Browse the full source of the compiler on GitHub

I started learning functional programming in F# and Haskell around 6 months ago, and one of the programs I've been writing in order to learn F# is a small Lisp compiler, with syntax similar to Scheme:

(define (fact n) (if (= n 0) 1 (* n (fact (- n 1)))))
(Console.WriteLine "6! = {0}" (fact 6))
(Console.WriteLine "What is your name?")
(Console.WriteLine "Hello, {0}" (Console.ReadLine))

I'm planning on posting a series of articles explaining how the compiler demonstrates some useful F# features. By way of an introduction, I'd like to talk about two of my favourite features from functional languages: discriminated unions and pattern matching.

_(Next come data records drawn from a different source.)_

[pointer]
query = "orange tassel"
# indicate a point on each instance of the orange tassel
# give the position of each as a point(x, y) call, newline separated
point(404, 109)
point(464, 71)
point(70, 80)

At their simplest, discriminated unions are equivalent to .NET enums, since they allow a strongly-types variable to hold one of a fixed set of values:

(*
 * Rough C# equivalent:
 * public enum ListOp { Add, Subtract, Multiply, Divide, Equal }
 *)

type ListOp = Add
            | Subtract 
            | Multiply 
            | Divide 
            | Equal

But each of these possible values can be tagged with a data structure, which means that discriminated unions are useful where an object-orientated language would need a hierarchy of classes:

(*
 * Rough C# equivalent:
 * public abstract class LispVal { }
 *
 * public sealed class ArgRef : LispVal
 * {
 *     public ArgRef(int index)
 *     {
 *         Index = index;
 *     }
 *
 *     public int Index { get; private set; }
 * }
 *
 * public sealed class Atom : LispVal
 * {
 *     public Atom(string text)
 *     {
 *         Text = text;
 *     }
 *
 *     public string Text { get; private set; }
 * }
 *
 * etc., for the other cases
 *)
type LispVal = 
             | ArgRef of int                                
             | Atom of string
             | Bool of bool
             | IfPrimitive of LispVal * LispVal * LispVal
             | LambdaDef of string list * LispVal
             | LambdaRef of MethodInfo * bool * Type list
             | List of LispVal list
             | ListPrimitive of ListOp * LispVal list
             | Number of int
             | QuotePrimitive of LispVal
             | String of string
             | VariableDef of string * LispVal
             | VariableRef of LocalBuilder

When faced with the task of writing code that understands the C# class hierarchy above, I'd implement the Visitor pattern: I'd define an interface called ILispValVisitor, and every time I needed to process a LispVal somehow, I'd declare a nested class that implemented the right ILispValVisitor methods. Fairly straightforward, right? -- a boilerplate class implementation in every piece of code that needs to look inside a LispVal.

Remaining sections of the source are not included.